他們是什麼啊,他們是戰場產生的孤兒。西北戰場上留下的孤兒,能夠在殘酷的環境中生存下來,每一個的體魄都是超人的。同時他們的性情也多偏激易怒。
這些年唐軍的訓練,那些軍規紀律,就像一個個的緊箍,將他們野蠻的血液鎖了起來。安守智他們,讓孤兒軍少年懂得了什麼是文明的軍人,然而也因此而抑制了他們部分的野性——而這一部分,恰恰又是孤兒軍能被看好的精華素質之一。
軍訓,能夠訓練佇列,能夠訓練武藝,卻沒有真正的殺人課程。畢竟,輪臺方面也不能去弄一些人來給孤兒軍殺。
但在這一刻,在石拔的言傳身教下,在五百鐵獸騎的示範下,他們的野蠻釋放了。
————————在契丹第一波騎兵崩潰、兩千唐騎與第二撥騎兵接刃之際,石拔忽然向左衝突!
「他幹什麼!」後面的契丹人都愕然。
唐軍在幹什麼?
在總體兵力處於弱勢的情況下,不是應該尋求中央突破,以捉拿敵軍的首領麼?
但是石拔沒有,他沒有中央突破,他幾乎是憑著本能在作戰——他不突擊薄弱的地方,卻是看著哪裡人多,他就往哪裡衝上去!這不是在突破了,這是在必勝自信下的殺人!
五百鐵獸騎就像五百頭尖牙利爪的虎狼,單兵戰鬥力甚至可以秒殺契丹雜族,而他們之間的組織聯絡則就像用鋼筋聯絡起來,五百人就變成了一頭碩大無朋的吃人野獸!
在五百鐵獸騎的馬蹄前面,契丹雜族部隊根本就經受不了一衝!石拔就是靠著這樣的衝殺力,不破弱而先破強,當契丹陣勢的筋骨被瓦解之後,剩下那些失去組織的騎兵就變成了一坨坨的爛肉。
漢家鐵騎徵漠北,漢將為國破胡賊!
男兒橫行恆輕敵,力盡山河破重圍!
——————————這樣貌似違反兵法「常識」的指揮,讓後面預備作戰的契丹人都看的頭皮發麻,唐騎每殺一人,士氣便高漲一分,唐騎計程車氣高漲一分,契丹計程車氣就低落一分。
耶律阮終於忍不住了,他等不到四千人將唐軍拖疲——若是再這樣下去,只怕唐軍還沒疲,那四千人就徹底斷送了!他提前下達了命令:「衝!」
契丹軍近族兩千淇左右夾擊之勢衝了上去。
他們高叫著:
「活捉石拔,活捉石拔!」
——————————契丹的高叫響徹草原。
如果是張邁,其近衛聽到之後,會高呼:「保護元帥!保護元帥!」
為了保護張邁,唐軍會形成一種特殊的防禦力。
石拔卻不然,他聽到誰要捉自己,他就衝了過去!
在第二撥契丹雜族騎兵剛剛混亂的情況下,石拔一騎當先,已經衝進了契丹近族部隊當中!
契丹意圖左右鉗制,但石拔卻無視這種鉗制!
契丹近族部隊中擁有一批騎射兵,在石拔接近之時猛然放箭,倏倏倏中,猛衝中的五百鐵獸騎兵,有十餘人中箭落馬,就連石拔自己也連中三箭,胯下寶馬連中五箭,人與馬都流了血,卻都不在要害!
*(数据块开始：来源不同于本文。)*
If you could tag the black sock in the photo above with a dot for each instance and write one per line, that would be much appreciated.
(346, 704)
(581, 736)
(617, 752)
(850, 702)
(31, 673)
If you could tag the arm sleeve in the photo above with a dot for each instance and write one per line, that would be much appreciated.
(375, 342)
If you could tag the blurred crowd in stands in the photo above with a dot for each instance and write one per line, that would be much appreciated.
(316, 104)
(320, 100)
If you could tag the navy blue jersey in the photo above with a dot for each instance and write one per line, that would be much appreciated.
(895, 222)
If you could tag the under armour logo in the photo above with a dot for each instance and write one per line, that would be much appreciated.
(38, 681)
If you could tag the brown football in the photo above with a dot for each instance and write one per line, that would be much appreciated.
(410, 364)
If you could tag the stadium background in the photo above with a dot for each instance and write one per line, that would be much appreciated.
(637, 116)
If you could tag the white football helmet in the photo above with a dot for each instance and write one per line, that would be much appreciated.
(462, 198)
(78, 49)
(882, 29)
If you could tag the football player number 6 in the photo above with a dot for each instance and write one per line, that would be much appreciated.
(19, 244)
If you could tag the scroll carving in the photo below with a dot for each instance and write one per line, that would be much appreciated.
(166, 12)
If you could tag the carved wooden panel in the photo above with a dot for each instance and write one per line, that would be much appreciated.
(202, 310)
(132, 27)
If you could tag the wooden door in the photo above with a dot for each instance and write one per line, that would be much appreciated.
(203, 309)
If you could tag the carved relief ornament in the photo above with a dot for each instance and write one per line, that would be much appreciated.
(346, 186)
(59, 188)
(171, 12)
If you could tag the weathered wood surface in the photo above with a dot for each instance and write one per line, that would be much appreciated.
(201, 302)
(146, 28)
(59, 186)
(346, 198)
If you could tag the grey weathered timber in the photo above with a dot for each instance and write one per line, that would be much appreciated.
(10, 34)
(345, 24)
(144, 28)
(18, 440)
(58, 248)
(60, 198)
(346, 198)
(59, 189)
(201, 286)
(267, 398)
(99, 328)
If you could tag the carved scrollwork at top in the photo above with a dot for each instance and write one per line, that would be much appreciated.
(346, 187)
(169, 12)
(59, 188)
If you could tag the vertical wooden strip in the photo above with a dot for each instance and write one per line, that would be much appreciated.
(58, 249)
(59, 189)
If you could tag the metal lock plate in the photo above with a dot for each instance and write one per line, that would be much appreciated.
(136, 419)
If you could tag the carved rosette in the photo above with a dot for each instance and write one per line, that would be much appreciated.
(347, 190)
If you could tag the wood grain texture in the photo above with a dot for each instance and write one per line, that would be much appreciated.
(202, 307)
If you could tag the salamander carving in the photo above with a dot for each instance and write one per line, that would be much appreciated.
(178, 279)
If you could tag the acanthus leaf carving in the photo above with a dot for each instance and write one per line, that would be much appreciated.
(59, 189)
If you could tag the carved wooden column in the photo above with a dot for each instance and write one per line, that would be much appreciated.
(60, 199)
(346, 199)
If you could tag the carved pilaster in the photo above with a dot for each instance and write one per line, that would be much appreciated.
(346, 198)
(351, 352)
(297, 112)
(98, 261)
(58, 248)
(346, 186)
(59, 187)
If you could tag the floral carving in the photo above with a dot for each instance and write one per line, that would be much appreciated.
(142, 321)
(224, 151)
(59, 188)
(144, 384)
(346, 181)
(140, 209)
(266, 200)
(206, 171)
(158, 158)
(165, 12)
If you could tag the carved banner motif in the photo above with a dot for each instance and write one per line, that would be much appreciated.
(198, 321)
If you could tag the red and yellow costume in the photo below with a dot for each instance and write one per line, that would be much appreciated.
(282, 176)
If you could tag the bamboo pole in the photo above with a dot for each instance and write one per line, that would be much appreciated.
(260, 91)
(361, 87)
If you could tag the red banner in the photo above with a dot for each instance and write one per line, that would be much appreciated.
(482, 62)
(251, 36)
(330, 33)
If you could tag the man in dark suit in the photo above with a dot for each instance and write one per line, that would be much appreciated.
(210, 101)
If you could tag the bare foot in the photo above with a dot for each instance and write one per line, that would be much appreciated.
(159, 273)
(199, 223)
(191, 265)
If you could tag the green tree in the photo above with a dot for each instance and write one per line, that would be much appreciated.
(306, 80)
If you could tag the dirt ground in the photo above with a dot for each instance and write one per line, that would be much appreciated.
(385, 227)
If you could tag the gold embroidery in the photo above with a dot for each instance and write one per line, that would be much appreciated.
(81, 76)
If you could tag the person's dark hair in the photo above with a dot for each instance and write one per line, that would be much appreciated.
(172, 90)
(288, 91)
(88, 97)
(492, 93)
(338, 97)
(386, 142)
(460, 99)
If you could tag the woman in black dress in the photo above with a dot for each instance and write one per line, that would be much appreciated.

騎射兵既擁有騎兵的機動力,又擁有射手的遠端攻擊能力,但也因同時擁有兩種能力,兩種能力都有所削弱,戰場騎射,精準度固然偏低,而穿透力也無法刺透石拔的鎧甲!便是刺透了也傷害不深。
騎射未能壓制唐騎的逼近,而一旦靠近,那便只是肉搏,一旦肉搏,鐵獸騎兵怕誰來?雙方人馬已經太過接近,騎射兵第一輪沒能壓制住石拔,便望見傳說中的鐵獸上將已經近在咫尺!
石拔身上還插著三支箭,但似乎絲毫不影響他的猛烈,他的坐騎還插著五支箭,但流血之後行動卻更加猛厲!
看著這一切,所有敵人都心中發毛:這人是人嗎?他胯下的戰馬是馬嗎?
鐵衣戰馬白刃,誓令胡馬空群!
眼前的場景,似乎是一個無視箭雨的神魔,駕馭著化成駿馬的神龍駕臨大漠了!
許多人幾乎動了膜拜的衝動。
——————————石拔在疾風電馳之中獠牙棒揮出,騎射兵倒下了三人,後方鐵獸親衛湧上,二三百騎射兵便倒下了一排,鐵獸所到之處,契丹騎兵猶如被摩西分開的大海,如浪濤般紛紛向兩旁閃避。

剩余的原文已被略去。